Dark, gloomy, ginsoaked bedroom pop dying to get out of the summer.

2. Name 3 bands without whom you wouldn't exist.
Jesus & Mary Chain, My Bloody Valentine, The White Stripes (bonus fourth: Pixies).

3. If you'd have the chance to work with any film director, who would that be?
That's tough! Here are my top choices: Wes Anderson, Michel Gondry, Charlie Kaufman, Truffaut.

4. Tell us a bit about the making of these songs.
Almost all of them were recorded in my bedroom at my parent's house in Granada Hills, which is about twenty-five minutes north of downtown Los Angeles, using Garageband, an old drum kit that hasn't been fixed or cared for in four years, and a little M-Audio interface. Most of the vocals were recorded directly into my laptop (without an external mic).
It was basically how I spent the past three months - we're on summer break now, so we've had a lot of free time to play shows and I've spent innumerable hours shut up in my room recording. I don't think there's anything really interesting or unique to say about it - it's just the product of a lot of free time and creative energy that kind of built itself up over the past six months or so.

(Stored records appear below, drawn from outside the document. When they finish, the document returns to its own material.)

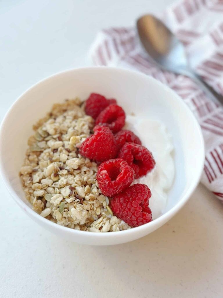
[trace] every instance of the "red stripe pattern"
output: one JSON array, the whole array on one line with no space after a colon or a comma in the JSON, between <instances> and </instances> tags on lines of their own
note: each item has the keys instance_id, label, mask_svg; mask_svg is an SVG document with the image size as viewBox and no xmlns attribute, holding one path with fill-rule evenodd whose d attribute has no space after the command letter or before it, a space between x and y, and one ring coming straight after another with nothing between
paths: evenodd
<instances>
[{"instance_id":1,"label":"red stripe pattern","mask_svg":"<svg viewBox=\"0 0 223 298\"><path fill-rule=\"evenodd\" d=\"M191 51L194 56L197 55L194 67L197 72L222 95L223 9L223 0L182 0L162 15L162 19L185 45L189 54ZM213 26L210 25L210 20ZM211 50L207 51L205 44ZM194 49L197 45L196 52ZM142 48L134 28L102 30L91 55L95 64L134 69L151 76L169 86L184 101L199 122L205 139L205 158L201 181L223 201L222 105L207 97L190 78L158 69Z\"/></svg>"}]
</instances>

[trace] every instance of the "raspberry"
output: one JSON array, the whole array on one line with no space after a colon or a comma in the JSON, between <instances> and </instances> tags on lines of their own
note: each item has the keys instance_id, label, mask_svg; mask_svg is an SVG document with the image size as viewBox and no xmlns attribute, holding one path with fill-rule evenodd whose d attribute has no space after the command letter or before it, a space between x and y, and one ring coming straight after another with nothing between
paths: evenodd
<instances>
[{"instance_id":1,"label":"raspberry","mask_svg":"<svg viewBox=\"0 0 223 298\"><path fill-rule=\"evenodd\" d=\"M113 132L117 132L125 125L125 114L122 108L117 105L111 105L101 112L96 119L96 124L109 127Z\"/></svg>"},{"instance_id":2,"label":"raspberry","mask_svg":"<svg viewBox=\"0 0 223 298\"><path fill-rule=\"evenodd\" d=\"M99 125L94 128L94 133L81 145L79 152L81 155L98 162L114 158L117 154L114 137L108 127Z\"/></svg>"},{"instance_id":3,"label":"raspberry","mask_svg":"<svg viewBox=\"0 0 223 298\"><path fill-rule=\"evenodd\" d=\"M139 145L142 144L139 138L131 131L123 129L117 132L114 136L117 146L119 150L125 143L134 143Z\"/></svg>"},{"instance_id":4,"label":"raspberry","mask_svg":"<svg viewBox=\"0 0 223 298\"><path fill-rule=\"evenodd\" d=\"M109 105L116 105L116 100L106 99L98 93L91 93L86 101L85 111L87 115L95 119L102 111Z\"/></svg>"},{"instance_id":5,"label":"raspberry","mask_svg":"<svg viewBox=\"0 0 223 298\"><path fill-rule=\"evenodd\" d=\"M125 144L118 157L128 162L134 170L135 179L146 175L156 164L151 152L145 147L133 143Z\"/></svg>"},{"instance_id":6,"label":"raspberry","mask_svg":"<svg viewBox=\"0 0 223 298\"><path fill-rule=\"evenodd\" d=\"M151 192L145 184L134 184L114 198L111 207L115 215L132 227L153 220L149 207Z\"/></svg>"},{"instance_id":7,"label":"raspberry","mask_svg":"<svg viewBox=\"0 0 223 298\"><path fill-rule=\"evenodd\" d=\"M98 169L97 178L102 193L112 197L129 186L134 176L134 171L128 162L117 158L101 164Z\"/></svg>"}]
</instances>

"Summertime in Heaven," which eventually became the title track of the album, was the last song I recorded for the album. Since no one was really in town I got super drunk by myself to celebrate having finished recording our first album and woke up on my floor at eight in the morning.

As for the writing of the record, it was kind of a long-time-in-the-making deal. The earliest song was written back in November ("Vanity Affair"). I wrote most of the songs on my acoustic guitar in my dorm room at college (Reed College, in Portland). I wrote "Fever Not Dead" in January in a Paris hotel room in a kind of persistent limbo-like state between drunk and hungover. "In Your Room" is about a friend of mine who died back in March of an overdose.
Some of the songs are drawn from my own emotions or experience and some tell stories about invented relationships fueled by sexual confusion and frustration ("Some Other Time," "Change Your Mind," "Single Man").

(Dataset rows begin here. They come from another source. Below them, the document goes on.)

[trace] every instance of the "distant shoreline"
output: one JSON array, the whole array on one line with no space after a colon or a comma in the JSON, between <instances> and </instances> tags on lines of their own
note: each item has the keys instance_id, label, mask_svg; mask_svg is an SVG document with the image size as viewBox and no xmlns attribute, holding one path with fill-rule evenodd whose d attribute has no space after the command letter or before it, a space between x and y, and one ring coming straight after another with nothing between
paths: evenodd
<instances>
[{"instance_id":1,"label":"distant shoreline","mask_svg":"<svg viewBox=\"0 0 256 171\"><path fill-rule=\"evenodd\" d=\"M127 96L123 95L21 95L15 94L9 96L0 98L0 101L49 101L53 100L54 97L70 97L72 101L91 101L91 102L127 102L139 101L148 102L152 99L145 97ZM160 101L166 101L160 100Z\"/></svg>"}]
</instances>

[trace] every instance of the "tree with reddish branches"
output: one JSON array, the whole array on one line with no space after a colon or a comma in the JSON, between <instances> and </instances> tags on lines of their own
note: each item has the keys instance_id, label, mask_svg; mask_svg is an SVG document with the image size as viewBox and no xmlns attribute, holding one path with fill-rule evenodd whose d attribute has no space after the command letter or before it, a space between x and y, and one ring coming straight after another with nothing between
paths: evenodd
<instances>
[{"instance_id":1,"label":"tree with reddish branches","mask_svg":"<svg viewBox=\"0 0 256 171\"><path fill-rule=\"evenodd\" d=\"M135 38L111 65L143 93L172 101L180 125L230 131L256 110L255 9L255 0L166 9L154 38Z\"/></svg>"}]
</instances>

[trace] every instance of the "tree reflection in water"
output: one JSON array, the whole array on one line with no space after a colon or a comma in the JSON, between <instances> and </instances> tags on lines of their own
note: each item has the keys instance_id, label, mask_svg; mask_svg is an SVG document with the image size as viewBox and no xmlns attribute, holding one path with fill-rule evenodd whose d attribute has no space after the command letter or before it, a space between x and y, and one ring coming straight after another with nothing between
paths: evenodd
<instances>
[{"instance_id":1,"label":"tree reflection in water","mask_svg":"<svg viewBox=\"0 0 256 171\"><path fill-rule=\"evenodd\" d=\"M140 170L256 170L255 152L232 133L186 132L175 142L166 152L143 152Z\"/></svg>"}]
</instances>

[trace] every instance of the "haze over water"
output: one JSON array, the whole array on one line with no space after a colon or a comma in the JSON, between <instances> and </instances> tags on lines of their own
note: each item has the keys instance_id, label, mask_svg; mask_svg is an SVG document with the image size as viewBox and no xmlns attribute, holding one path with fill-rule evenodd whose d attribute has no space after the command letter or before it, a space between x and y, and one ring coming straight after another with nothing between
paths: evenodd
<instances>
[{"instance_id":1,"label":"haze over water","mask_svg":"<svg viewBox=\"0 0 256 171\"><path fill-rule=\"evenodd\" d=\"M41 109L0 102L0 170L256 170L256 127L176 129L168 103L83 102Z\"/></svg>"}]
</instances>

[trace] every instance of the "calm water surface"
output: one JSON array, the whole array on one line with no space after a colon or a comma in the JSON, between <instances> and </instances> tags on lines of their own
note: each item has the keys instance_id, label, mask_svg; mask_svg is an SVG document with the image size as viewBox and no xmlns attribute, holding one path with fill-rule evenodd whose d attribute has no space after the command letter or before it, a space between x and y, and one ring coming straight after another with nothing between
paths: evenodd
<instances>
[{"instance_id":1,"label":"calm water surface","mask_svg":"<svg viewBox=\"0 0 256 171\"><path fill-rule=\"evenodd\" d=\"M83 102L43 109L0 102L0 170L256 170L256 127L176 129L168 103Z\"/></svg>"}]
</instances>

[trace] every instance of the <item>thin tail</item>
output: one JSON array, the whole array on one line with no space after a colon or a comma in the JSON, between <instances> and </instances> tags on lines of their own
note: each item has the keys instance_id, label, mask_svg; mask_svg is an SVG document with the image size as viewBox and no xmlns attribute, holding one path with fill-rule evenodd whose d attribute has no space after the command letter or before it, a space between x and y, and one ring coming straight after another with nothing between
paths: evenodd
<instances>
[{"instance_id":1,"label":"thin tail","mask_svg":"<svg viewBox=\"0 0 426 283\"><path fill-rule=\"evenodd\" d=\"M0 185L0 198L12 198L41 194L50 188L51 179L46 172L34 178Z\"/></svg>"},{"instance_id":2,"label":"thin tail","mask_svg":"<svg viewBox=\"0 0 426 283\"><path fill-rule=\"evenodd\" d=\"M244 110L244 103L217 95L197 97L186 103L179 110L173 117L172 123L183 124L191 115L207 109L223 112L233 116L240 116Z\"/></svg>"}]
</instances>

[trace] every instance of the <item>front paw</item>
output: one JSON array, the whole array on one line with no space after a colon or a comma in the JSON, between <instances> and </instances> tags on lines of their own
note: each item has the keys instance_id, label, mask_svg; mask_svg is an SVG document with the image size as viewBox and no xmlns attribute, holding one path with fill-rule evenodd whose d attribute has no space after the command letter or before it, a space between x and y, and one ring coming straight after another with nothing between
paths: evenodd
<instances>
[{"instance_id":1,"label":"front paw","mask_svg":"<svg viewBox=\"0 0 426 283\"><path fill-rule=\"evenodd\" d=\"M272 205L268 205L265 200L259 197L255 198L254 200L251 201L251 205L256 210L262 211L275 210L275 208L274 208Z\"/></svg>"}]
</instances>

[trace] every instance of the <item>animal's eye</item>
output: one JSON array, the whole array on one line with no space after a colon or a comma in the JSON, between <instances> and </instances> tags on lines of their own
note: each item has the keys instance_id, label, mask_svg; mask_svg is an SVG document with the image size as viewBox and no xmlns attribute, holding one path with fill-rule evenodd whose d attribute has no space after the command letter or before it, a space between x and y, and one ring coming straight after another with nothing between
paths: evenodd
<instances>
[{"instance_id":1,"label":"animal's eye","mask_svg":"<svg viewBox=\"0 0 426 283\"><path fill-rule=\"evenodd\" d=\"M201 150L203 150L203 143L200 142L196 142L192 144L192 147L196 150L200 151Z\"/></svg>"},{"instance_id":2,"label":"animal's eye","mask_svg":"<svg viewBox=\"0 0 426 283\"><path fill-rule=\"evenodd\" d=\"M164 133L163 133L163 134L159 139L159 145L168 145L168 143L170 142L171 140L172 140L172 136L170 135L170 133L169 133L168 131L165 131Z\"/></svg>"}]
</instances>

The record as a whole basically represents the amalgamation and manifestation, in a sense, of a lot of creative energy and frustration and inspiration that was slowly building as far back as last October and finally found its outlet.

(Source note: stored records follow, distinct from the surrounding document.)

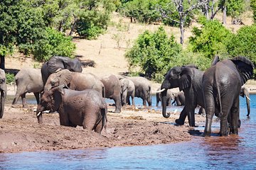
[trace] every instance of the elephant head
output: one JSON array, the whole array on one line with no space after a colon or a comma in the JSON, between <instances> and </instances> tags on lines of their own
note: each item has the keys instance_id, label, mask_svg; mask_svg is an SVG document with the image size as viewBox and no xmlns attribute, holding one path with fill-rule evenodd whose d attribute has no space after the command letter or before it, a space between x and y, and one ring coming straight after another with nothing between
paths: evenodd
<instances>
[{"instance_id":1,"label":"elephant head","mask_svg":"<svg viewBox=\"0 0 256 170\"><path fill-rule=\"evenodd\" d=\"M121 81L121 102L122 106L127 103L127 96L129 87L129 80L127 79L120 79Z\"/></svg>"},{"instance_id":2,"label":"elephant head","mask_svg":"<svg viewBox=\"0 0 256 170\"><path fill-rule=\"evenodd\" d=\"M196 68L194 65L174 67L166 74L165 79L161 84L161 102L163 103L162 114L164 118L169 118L170 113L166 113L166 94L167 90L178 87L180 91L190 86L191 84L191 72L190 68Z\"/></svg>"},{"instance_id":3,"label":"elephant head","mask_svg":"<svg viewBox=\"0 0 256 170\"><path fill-rule=\"evenodd\" d=\"M3 118L4 103L7 95L7 87L6 81L6 74L4 69L0 69L0 93L1 93L1 101L0 101L0 118Z\"/></svg>"},{"instance_id":4,"label":"elephant head","mask_svg":"<svg viewBox=\"0 0 256 170\"><path fill-rule=\"evenodd\" d=\"M70 72L82 72L82 64L78 59L70 59L68 57L53 56L46 62L41 68L42 79L45 84L48 76L58 69L67 69Z\"/></svg>"},{"instance_id":5,"label":"elephant head","mask_svg":"<svg viewBox=\"0 0 256 170\"><path fill-rule=\"evenodd\" d=\"M71 80L72 72L68 69L62 69L49 76L44 86L44 91L49 91L60 85L68 86Z\"/></svg>"},{"instance_id":6,"label":"elephant head","mask_svg":"<svg viewBox=\"0 0 256 170\"><path fill-rule=\"evenodd\" d=\"M63 87L59 86L50 90L45 91L41 96L41 98L36 109L36 116L38 123L43 123L42 112L50 110L50 112L57 111L63 101Z\"/></svg>"}]
</instances>

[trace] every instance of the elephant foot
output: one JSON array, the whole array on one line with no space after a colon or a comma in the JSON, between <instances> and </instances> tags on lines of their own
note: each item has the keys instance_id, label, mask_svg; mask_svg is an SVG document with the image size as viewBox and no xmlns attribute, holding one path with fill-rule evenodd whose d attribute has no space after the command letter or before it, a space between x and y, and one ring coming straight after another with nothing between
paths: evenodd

5. Do you still buy CDs/vinyl/ tape?
I still buy vinyl - probably way too much. I only started buying vinyl back in October and I think I have over 200 records already. But I'm a collector - I may not listen to everything I own but the fact that I own it is enough for me.
My most prized record is a used copy of Psychocandy that I found for $8. That record will stay with me until I die.